Thank you for that info. It’s one of the things I’ve been wondering. Haven’t done FAFSA yet, so the EFC I’m counting on is from NPC. This is a difficult process for parents and kids alike. Is your child happy where they ended up?
If your daughter likes LACs, it would make sense to look at LACs that might grant merit to someone with her stats, in addition to the state flagship. While some of highly selective LACs do not offer merit, there are many great schools just a notch down in selectivity that do.
This New York Times article discusses aspects of this topic:
Some LACs will provide merit awards. Beloit is one, Rhodes College is another. Beloit also has the Midwest Flagship Match, which means that if you are a resident of Wisconsin, Illinois, Indiana, Iowa, Michigan, or Minnesota, they will charge you the same for tuition as the in-state tuition of your flagship.
There are more, as well.
Would it make sense to focus on expanding that list to include more need-blind colleges that commit to cover 100% need?
With an uw 4.0 she should have many options - maybe try ACT in case she happens to test better with their scheme?
For a high achieving student, I would expend energy into identifying well endowed LACs across the country that cover 100% of need and are need blind.

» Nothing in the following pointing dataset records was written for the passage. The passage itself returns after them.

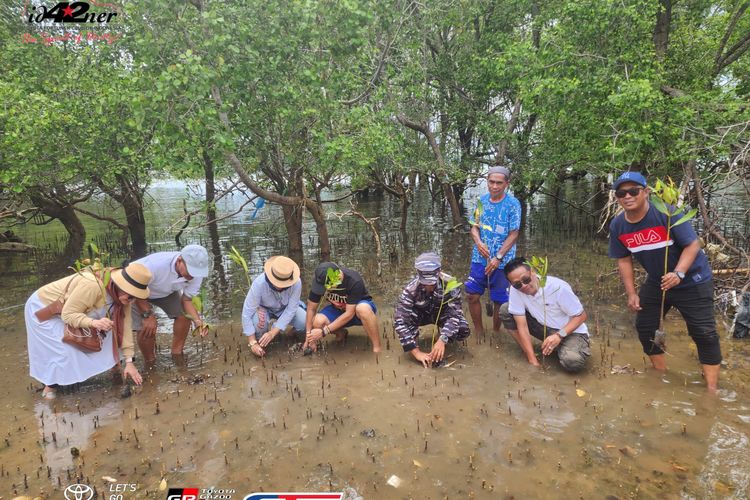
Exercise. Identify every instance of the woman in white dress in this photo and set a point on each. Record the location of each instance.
(87, 303)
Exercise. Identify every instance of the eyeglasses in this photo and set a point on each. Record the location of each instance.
(621, 193)
(524, 281)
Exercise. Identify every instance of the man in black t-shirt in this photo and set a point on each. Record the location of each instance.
(349, 305)
(643, 233)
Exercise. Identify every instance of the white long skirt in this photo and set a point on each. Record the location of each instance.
(51, 361)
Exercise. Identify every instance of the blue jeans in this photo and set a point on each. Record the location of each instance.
(478, 283)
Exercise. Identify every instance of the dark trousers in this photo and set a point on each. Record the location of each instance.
(695, 303)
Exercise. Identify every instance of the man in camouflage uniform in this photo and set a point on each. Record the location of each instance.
(420, 304)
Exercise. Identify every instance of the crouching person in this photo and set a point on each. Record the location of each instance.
(274, 295)
(423, 299)
(524, 316)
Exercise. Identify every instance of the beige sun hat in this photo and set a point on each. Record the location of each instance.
(281, 271)
(133, 280)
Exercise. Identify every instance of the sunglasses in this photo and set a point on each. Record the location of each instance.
(621, 193)
(524, 281)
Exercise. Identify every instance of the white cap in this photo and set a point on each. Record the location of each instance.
(196, 260)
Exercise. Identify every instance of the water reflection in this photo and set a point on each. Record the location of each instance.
(487, 426)
(64, 435)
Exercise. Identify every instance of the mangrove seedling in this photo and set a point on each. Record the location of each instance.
(665, 197)
(199, 301)
(238, 259)
(448, 286)
(540, 266)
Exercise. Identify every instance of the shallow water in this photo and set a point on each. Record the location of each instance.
(487, 425)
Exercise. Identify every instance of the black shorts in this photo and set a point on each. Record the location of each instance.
(695, 303)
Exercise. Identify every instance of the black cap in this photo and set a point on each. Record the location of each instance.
(319, 278)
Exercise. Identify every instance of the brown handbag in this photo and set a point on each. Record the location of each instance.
(84, 339)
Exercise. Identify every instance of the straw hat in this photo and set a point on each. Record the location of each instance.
(281, 271)
(133, 280)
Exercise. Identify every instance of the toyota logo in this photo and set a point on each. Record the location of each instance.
(79, 492)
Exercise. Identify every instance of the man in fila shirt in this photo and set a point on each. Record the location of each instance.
(177, 279)
(641, 232)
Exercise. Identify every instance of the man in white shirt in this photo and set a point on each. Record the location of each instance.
(525, 314)
(177, 279)
(274, 295)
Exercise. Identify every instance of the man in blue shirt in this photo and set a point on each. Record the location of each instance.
(495, 225)
(641, 231)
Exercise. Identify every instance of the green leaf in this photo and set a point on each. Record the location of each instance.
(333, 278)
(451, 285)
(197, 302)
(685, 217)
(659, 204)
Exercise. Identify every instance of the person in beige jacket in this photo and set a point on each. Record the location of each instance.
(87, 303)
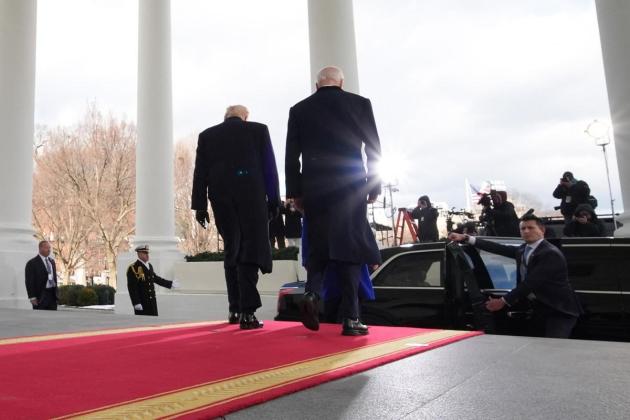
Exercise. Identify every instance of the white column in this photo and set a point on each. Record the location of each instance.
(18, 20)
(155, 202)
(614, 30)
(331, 39)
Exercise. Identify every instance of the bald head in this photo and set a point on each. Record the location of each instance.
(236, 111)
(330, 76)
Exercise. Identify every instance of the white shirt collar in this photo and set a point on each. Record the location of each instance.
(145, 264)
(535, 244)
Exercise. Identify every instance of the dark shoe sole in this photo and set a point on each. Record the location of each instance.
(251, 327)
(354, 332)
(310, 315)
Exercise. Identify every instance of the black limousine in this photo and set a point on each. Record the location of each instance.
(445, 285)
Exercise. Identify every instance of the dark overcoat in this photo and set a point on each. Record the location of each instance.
(235, 169)
(141, 290)
(327, 131)
(547, 276)
(36, 276)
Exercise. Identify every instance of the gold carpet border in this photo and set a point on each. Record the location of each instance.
(64, 336)
(176, 403)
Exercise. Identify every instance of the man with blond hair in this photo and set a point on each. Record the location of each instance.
(328, 131)
(235, 169)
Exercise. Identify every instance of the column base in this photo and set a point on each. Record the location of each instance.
(17, 246)
(623, 231)
(163, 255)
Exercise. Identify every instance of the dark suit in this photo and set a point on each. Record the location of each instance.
(236, 169)
(141, 290)
(36, 276)
(547, 279)
(327, 130)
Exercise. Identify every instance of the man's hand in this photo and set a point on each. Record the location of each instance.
(457, 237)
(273, 209)
(299, 205)
(202, 217)
(494, 305)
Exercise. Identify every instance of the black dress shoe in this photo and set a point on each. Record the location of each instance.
(249, 322)
(309, 309)
(234, 318)
(353, 327)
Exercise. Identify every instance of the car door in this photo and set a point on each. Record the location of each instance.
(409, 291)
(620, 249)
(594, 272)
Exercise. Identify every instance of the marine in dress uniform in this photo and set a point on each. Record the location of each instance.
(140, 280)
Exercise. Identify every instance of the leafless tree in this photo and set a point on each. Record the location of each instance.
(93, 167)
(57, 215)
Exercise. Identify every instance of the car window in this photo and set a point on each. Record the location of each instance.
(502, 270)
(419, 269)
(594, 268)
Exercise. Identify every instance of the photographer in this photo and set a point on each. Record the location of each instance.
(584, 223)
(572, 193)
(427, 220)
(499, 215)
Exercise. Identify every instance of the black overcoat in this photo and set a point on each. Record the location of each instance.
(236, 169)
(327, 131)
(141, 290)
(36, 276)
(547, 276)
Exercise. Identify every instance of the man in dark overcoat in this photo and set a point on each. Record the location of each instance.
(541, 275)
(140, 279)
(235, 169)
(327, 131)
(41, 279)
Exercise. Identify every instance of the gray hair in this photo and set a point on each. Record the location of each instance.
(237, 111)
(330, 75)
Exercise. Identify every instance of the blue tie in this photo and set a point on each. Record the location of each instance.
(526, 253)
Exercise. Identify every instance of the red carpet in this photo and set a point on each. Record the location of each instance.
(197, 370)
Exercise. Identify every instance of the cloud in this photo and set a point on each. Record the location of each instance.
(479, 90)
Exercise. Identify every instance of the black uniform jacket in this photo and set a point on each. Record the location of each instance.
(547, 276)
(141, 290)
(36, 276)
(236, 169)
(427, 223)
(327, 131)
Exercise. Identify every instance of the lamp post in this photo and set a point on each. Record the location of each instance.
(600, 132)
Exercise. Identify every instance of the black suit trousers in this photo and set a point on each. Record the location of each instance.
(241, 281)
(48, 300)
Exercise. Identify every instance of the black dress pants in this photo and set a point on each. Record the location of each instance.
(48, 300)
(243, 296)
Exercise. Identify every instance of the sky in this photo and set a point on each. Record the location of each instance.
(478, 90)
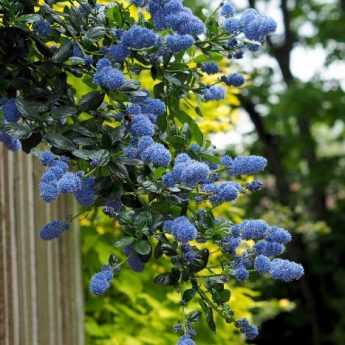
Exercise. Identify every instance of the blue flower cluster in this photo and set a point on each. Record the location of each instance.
(222, 192)
(107, 76)
(252, 24)
(182, 229)
(53, 230)
(173, 15)
(100, 282)
(138, 37)
(270, 241)
(244, 165)
(234, 79)
(57, 179)
(187, 171)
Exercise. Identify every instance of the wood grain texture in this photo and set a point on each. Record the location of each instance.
(41, 300)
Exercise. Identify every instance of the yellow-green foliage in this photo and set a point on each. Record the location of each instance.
(137, 312)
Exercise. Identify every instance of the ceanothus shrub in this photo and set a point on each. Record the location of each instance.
(134, 153)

With an unweighted 4.0 GPA, she should be looking at test optional schools…Fairtest.org
Some have decent merit aid!
If you are looking at state flagship here are some other options with merit
Alabama automatic merit brings tuition to 6000 a year
https://scholarships.ua.edu/freshman/out-of-state/
University of Arizona has generous merit
Florida State possible candidate for OOS tuition waiver would bring tuition down to $6500 a year
https://admissions.fsu.edu/first-year/scholarships/
Varsity athletics plus serious theater sounds very difficult to pull off at most colleges. What is she hoping to major in? (Theater? Something more poli-sci-ish?)